Hughson has worked doubleheaders in baseball and called two games in one day at the Olympic hockey tournament, but this is different.

Hughson and Simpson will be announcing two NHL games in one day in two cities. It's never been done at Hockey Night and perhaps nowhere else.

Another likely first is Hughson calling four NHL games in three days. Last night, he worked Rogers Sportsnet's telecast of the Vancouver Canucks-Oilers game. Tonight, it will be Wild-Canucks in Vancouver for Sportsnet, and then the two Hockey Night games tomorrow.

"It won't be difficult," he said. "The travel between Edmonton and Calgary is easy. And the teams involved are all in the Northwest Division, so Craig and I are really familiar with them."

A more taxing schedule, he said, will be next week, when he will be in St. Paul for a Canucks-Wild game on Friday, followed by Flames-Oilers in Calgary on Saturday and Flames-Canucks in Vancouver on Sunday.

The work and travel involved in calling hockey for two networks, Sportsnet and CBC, was one of the reasons Hughson chose one over the other.

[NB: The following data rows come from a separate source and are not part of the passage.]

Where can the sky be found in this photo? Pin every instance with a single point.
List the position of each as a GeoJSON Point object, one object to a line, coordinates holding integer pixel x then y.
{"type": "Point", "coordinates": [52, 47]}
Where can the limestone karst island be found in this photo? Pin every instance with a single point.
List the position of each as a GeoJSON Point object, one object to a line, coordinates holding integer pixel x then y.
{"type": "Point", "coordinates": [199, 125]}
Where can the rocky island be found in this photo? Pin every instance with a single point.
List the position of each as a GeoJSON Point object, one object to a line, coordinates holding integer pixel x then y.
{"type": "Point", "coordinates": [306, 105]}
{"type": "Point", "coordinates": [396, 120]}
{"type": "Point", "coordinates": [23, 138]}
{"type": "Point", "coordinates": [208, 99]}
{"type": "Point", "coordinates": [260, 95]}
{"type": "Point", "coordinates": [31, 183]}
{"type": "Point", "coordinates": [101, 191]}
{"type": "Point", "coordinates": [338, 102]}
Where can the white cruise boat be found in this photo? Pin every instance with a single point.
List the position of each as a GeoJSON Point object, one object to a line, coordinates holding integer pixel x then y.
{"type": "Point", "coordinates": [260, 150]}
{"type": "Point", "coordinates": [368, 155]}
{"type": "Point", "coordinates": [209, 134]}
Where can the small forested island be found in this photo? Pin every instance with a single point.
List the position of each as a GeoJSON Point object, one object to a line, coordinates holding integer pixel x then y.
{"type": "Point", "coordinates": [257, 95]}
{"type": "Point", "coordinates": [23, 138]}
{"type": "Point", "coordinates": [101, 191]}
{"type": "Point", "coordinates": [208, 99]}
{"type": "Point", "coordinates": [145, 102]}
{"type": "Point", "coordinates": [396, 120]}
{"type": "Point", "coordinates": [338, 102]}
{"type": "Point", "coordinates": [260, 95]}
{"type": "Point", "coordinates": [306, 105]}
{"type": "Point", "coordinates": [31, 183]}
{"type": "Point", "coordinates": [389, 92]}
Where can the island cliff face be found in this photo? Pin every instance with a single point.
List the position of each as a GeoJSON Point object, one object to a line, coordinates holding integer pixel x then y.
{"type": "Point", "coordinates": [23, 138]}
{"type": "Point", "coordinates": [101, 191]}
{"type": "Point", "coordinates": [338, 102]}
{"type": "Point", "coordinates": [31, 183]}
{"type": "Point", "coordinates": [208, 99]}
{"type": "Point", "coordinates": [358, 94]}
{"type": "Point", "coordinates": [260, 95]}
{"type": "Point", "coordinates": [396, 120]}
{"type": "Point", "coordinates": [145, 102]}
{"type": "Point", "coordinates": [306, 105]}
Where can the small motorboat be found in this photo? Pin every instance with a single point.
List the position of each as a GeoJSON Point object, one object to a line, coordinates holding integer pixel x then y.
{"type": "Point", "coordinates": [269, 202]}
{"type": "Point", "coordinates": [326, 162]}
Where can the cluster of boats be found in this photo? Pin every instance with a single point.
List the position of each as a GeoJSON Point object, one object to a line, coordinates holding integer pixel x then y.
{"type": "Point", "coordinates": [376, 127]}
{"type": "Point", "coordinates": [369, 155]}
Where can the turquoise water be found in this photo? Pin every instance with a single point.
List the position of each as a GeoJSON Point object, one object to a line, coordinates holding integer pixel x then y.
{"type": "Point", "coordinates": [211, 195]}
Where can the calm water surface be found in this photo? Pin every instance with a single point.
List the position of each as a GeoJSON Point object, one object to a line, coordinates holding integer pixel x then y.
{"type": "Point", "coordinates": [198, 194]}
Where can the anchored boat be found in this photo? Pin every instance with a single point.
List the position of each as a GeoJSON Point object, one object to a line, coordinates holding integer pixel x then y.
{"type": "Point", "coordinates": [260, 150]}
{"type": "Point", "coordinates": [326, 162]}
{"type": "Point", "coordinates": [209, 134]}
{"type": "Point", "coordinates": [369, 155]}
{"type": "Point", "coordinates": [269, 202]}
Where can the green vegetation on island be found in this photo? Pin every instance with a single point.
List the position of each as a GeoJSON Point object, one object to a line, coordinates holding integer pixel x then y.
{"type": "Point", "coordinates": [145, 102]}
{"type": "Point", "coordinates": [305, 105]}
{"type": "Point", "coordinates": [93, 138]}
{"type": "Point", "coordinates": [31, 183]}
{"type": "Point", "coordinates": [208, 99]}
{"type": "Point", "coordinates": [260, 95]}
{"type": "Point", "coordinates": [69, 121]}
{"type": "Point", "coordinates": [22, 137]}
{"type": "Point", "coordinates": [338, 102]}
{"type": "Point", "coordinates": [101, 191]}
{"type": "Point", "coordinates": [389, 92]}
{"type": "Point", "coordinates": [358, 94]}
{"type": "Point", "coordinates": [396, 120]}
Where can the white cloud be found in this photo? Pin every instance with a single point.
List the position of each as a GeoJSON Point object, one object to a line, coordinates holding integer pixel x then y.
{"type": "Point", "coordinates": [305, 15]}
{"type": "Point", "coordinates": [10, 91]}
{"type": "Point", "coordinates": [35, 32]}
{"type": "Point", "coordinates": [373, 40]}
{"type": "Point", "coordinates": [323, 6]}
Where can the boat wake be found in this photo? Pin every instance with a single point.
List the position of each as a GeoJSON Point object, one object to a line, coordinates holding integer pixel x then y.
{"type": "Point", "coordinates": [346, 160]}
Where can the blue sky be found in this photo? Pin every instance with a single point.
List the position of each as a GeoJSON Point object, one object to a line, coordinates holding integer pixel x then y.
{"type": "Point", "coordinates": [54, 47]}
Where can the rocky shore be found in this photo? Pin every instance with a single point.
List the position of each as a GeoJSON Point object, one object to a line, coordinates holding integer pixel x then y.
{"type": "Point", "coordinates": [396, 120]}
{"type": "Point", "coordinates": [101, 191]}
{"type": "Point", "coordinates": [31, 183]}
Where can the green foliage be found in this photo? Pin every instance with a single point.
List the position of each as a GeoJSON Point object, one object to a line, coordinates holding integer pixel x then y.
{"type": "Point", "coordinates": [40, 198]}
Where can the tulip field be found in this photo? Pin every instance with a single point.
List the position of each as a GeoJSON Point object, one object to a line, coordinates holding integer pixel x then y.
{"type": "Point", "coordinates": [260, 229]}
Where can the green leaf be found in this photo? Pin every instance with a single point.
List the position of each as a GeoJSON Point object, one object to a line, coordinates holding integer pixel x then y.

Starting next season, he will work exclusively for the CBC for the duration of its six-year contract with the NHL.

Hughson said he chose the CBC largely because it owns rights to the NHL's postseason.

"What Sportsnet could never offer was the Stanley Cup playoffs," he said. "We're no different than players in that you want to be working on the last day of the season."

Hughson will succeed Bob Cole as the lead announcer on Hockey Night, but not until next season, when Cole's workload is reduced. The extent of that will depend on the CBC's success in hiring a new play-by-play announcer. Broadcasters in leagues outside the NHL have been advised that résumés are being accepted.

In addition to hockey, Hughson will call Toronto Blue Jays games this year. If the CBC buys a package of 2009 Jays games, those assignments would push Hughson's annual salary to something approaching $500,000, sources say.

Jack's options

Sportsnet's move to drop NBA and Toronto Raptors telecasts after this season has analyst Jack Armstrong looking for work.

Sportsnet has offered Armstrong a position as a basketball insider, but he will look around.

"The folks at Sportsnet have been great to me," he said. "But it was disappointing to hear we had lost NBA rights as well as Raptors rights. At this point, I'm going to survey the landscape and see what comes next."

Armstrong is an engaging personality, has good rapport with Raptors voice Chuck Swirsky and, as a former coach, knows of what he speaks. In addition to his work in Toronto, he is also a game analyst for U.S. college games carried on ESPN, Comcast and MSG Network.[-rule-]

TFC coverage

Toronto FC's regular-season schedule will be televised by three Canadian networks. The CBC will carry 14 games and the all-star game, Sportsnet 11 and The Score five. Sportsnet will air the opener, on Saturday, March 29, at Columbus.

Announcer Gerry Dobson and analyst Craig Forrest will call the games for Sportsnet. For the CBC, Jason De Vos, the former Canadian team captain, will join announcer Nigel Reed as the game analyst. Two telecasts, Toronto-Dallas on Oct. 11 and Toronto-San Jose on Oct. 25, will be tape-delayed on the CBC, but carried live on CBC Country Canada.

  • The CBC will distribute tomorrow's 7 p.m. EDT Toronto Maple Leafs-Ottawa Senators telecast to Ontario and the West. Boston Bruins-Montreal Canadiens will be seen in Quebec and the East. We'll nitpick and say Bruins-Canadiens should receive wider distribution. Two weeks from now, Bruins-Habs could be a playoff matchup and the CBC's best hope for a large audience in the first round.
  • Scott Moore, the head of CBC Sports, launched a blog yesterday at www.CBC.ca/sports/moore. Dan Tavares, the manager of CBCSports.ca, said the blog will be a place "where CBC users and viewers can voice their issues and concerns."
  • Sportsnet's coverage of the Canadian Interuniversity Sport men's hockey tournament will begin tomorrow at 1 p.m. EDT with Saskatchewan against New Brunswick.